5/27/2009 6:09 PM | 4 Comments | Page 2 of 2
Yet in the background, water is flowing into the Wasteland. The visual effect on the landscape is not tremendous. But the effect it has on the Washington, D.C. ruins, as a storytelling environment, is immense. Everywhere you go there will be evidence that things are changing. Water brings life, but in the Wasteland it also brings trouble.

He cares not for your water. He wants blood, and meat. Bloody meat.
Westerns are about human nature, not six-shooters and hats. The ugly side of human nature drives three side quests introduced in
Broken Steel. With a new, easily stolen resource come new con artists and bandits. Raids on water caravans deprive towns of much-needed clean water. A ghoul irradiates clean water and sells it to other radiation-mutated citizens as a cure-all. An old woman near Megaton (assuming it still exists in your version of the Wasteland) builds a mad religion that carries the light of "Atom's Gift" through so-called Holy Water.
Those three mini-stories are all as close to core Western setups as you'll find. They add a new sort of strife to the environment. There's a specific product we can all identify with, and the possession of it, or lack thereof, now defines people. If I had to ask for something more than a simple action Western to really make the genre come alive in gaming, I'd want scenarios with conflict between politics and industry and character. That begins right here.
In addition to the quests you'll find nearly a dozen incidental encounters, all of which serve to underscore the ways in which water may or may not be the source of humanity's salvation.

Also not concerned with water: new, more dangerous ghouls.
The Brotherhood of Steel, which controls the purification system, can't figure out how to distribute its new resource. It finds that manpower, already stretched to the breaking point by the endgame of the campaign against the Enclave, is not up to the task of bringing water to the people. Mercs fight over caravans transporting the so-called "Aqua Pura." Entrepreneurs find ways to scan folks out of free-flowing, crystalline health. Bandits use the promise of free water to ambush unwary Wastelanders. Behind the action there are beleaguered bureaucrats like Scribe Bigsley, the Brotherhood of Steel cleric who has the sad job of making sure clean water flows everywhere.

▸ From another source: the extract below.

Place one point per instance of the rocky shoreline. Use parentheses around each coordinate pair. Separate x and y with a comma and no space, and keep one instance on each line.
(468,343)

So elements of the three larger side quests are echoed across the Wasteland. Everywhere you go there is a new layer of concern and strife. Water caravans, or their remains, are everywhere. Fallout begins to feel even less like a specifically post-apocalyptic landscape and more like a spaghetti Western. It's a place where everything is accentuated: fear, desire, desperation and change. It's an unexpectedly beautiful place to be.